Q: Do you recall your very first gift to SUNY Brockport?

It’s been awhile. I don’t recall the first one, no. I do recall [one of my first gifts, though]; I think it was just a $100, that was auto-billed to my credit card, and I had asked for it to go to the football program. I increased the amount over the years. But, this is the first time that I’ve made a major commitment to what has turned out to be an annual scholarship.

Q: Tell us what inspired your decision to create the Gregory A. Tortorello Scholarship?

I wanted to give back. I don’t have any children and not having children puts money in your pocket, because they can be a little expensive, so I`m told. I’m financially able to do it, and I feel emotionally compelled to do so as well. But, I also want to make sure that if I were going to do this, that it was going to be a substantial amount of funds [awarded each year], something that could make a financial difference for someone. An amount that could really help someone put a dent into what I consider to be the high cost of attending college.

Q: Tell us a bit about the scholarship, and the impact you hope it will have on others?

Well, when I first was speaking to Donnie [Walters, SUNY Brockport Engagement Officer] about setting this scholarship up, of course I didn’t know anything about how to go about doing this. He asked me a lot of questions like: “is there a specific department that you would like it to be applied to {Communications} and the one question that stuck out the most was: “How would you like this to be applied for? Would you prefer need-based, or grade-based?” Which [the latter] I didn’t want. Basically, I wanted it to be a total need-based scholarship, because it mirrors who I was when I attended SUNY Brockport. Someone who got a job stuffing envelopes worked for BSG as the Chief of Staff, took out student loans, worked during vacations, and did whatever I could in order to survive and get through school. But, if I were to apply for any scholarships back then, I would not have had the grades. Because [scholarships] were, and for the most are, grade-based. So I decided to make it need-based, and I wanted it to go to someone who was like me: A person who got decent grades, who participated in other activities, who saw going to college as not only a scholastic achievement, but also an opportunity for social practices and to take advantage of clubs and organizations like I did.
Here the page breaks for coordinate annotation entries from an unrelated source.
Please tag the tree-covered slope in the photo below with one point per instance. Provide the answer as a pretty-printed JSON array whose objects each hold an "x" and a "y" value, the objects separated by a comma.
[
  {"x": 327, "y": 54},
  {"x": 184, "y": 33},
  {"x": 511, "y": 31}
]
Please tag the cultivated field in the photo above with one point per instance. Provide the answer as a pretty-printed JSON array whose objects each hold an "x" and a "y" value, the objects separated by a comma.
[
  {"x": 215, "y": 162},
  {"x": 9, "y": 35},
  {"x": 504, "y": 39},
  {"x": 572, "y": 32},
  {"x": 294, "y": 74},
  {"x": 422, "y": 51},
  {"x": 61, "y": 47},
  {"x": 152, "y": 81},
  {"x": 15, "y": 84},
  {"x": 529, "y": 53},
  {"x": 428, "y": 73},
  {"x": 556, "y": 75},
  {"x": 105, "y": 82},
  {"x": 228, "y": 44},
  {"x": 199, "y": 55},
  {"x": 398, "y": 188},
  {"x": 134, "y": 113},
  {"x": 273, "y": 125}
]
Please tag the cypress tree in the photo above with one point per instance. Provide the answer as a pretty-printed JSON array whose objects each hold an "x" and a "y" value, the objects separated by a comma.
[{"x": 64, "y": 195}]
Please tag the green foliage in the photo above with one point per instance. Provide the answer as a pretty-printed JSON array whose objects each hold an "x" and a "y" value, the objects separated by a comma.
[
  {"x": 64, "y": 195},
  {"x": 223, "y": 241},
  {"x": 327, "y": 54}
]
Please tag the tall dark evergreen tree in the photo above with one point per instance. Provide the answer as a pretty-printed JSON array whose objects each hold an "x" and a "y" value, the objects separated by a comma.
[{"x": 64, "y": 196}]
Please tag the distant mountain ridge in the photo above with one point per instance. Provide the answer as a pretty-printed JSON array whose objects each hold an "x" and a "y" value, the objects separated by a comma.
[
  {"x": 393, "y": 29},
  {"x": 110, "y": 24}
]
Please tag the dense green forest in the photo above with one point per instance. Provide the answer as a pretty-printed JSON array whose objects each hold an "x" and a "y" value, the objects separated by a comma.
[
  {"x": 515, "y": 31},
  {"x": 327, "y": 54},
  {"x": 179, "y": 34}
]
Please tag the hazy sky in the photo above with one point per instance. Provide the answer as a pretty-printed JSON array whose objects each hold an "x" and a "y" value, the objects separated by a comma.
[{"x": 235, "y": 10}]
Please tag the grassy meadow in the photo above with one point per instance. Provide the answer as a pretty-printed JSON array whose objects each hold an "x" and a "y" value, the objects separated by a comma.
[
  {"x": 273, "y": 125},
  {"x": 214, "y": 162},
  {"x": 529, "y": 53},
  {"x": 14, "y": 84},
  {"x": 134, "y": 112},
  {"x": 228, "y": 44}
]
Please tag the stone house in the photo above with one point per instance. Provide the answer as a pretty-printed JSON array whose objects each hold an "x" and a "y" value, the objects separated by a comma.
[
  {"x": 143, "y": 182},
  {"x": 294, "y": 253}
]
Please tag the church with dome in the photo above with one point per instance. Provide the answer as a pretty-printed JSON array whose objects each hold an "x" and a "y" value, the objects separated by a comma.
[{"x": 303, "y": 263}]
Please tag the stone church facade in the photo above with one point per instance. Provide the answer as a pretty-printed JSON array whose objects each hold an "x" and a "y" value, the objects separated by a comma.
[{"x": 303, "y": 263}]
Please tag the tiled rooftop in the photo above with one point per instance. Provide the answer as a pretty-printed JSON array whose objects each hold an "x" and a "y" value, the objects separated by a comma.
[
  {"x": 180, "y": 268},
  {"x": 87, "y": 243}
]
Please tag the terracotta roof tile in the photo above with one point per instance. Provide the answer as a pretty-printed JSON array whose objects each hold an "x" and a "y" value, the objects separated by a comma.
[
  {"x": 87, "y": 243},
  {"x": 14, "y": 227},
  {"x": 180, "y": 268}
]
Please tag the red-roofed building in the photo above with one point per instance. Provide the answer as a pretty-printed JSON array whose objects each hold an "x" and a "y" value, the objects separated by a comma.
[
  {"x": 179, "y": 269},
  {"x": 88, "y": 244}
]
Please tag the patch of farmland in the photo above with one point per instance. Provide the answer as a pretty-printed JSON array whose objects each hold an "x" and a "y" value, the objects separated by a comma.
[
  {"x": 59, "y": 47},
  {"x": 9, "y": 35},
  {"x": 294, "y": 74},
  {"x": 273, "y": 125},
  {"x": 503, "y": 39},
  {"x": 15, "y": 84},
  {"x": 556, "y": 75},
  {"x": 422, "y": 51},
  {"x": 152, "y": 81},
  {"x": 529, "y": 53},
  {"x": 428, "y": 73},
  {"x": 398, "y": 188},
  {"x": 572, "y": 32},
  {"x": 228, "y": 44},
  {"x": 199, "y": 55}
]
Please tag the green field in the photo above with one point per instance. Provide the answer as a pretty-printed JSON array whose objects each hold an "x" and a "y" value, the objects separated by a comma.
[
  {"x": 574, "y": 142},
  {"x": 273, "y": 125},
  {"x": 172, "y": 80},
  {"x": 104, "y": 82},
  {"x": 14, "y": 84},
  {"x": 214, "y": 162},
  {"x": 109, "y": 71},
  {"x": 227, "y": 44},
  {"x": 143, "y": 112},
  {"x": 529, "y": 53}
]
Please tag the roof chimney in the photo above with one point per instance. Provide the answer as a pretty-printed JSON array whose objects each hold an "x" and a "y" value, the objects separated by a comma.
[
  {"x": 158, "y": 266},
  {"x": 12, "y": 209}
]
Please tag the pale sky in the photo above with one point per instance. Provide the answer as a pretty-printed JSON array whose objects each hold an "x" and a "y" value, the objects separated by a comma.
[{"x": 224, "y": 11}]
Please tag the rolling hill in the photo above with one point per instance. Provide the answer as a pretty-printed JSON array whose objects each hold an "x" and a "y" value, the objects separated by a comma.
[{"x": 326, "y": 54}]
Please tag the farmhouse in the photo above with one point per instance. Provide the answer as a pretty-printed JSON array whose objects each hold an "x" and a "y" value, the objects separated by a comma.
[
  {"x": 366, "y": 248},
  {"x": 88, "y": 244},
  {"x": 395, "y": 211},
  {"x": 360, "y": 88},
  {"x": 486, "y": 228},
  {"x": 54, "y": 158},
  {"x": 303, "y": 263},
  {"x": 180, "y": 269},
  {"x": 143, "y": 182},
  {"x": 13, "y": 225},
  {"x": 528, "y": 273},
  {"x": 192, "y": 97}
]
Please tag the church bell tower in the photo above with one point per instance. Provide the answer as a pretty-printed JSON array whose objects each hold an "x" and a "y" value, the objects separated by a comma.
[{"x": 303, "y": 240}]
Q: What are you most passionate about in regard to SUNY Brockport?

I’m most passionate about the opportunities that [students] get out of the college experience, and [that I received] in my experience at SUNY Brockport. When I went here I did learn a lot scholastically and it afforded me the opportunity to learn and meet people from varying socioeconomic backgrounds. But, it also afforded me an opportunity to take advantage of clubs and organizations: the social aspects of college.

Q: Lastly, what does giving back to your alma mater mean to you?

It means to me that I can make a difference in somebody’s life that’s quantifiable. I’m not the person I am today, I don’t think, without going to SUNY Brockport; I honestly believe that. Because, I was in limbo, I didn’t know what to do, I didn’t know where I was going, I didn’t know what my future was. But going to college and going to SUNY Brockport put me on a path. And that was the first step on a path that led to where I am today.

Basically, I wanted to help someone, financially and with life experience if that is needed or wanted. It’s only one person per year, but it’s still supporting someone that may be in the same position that I was in, that needs a little bit of help.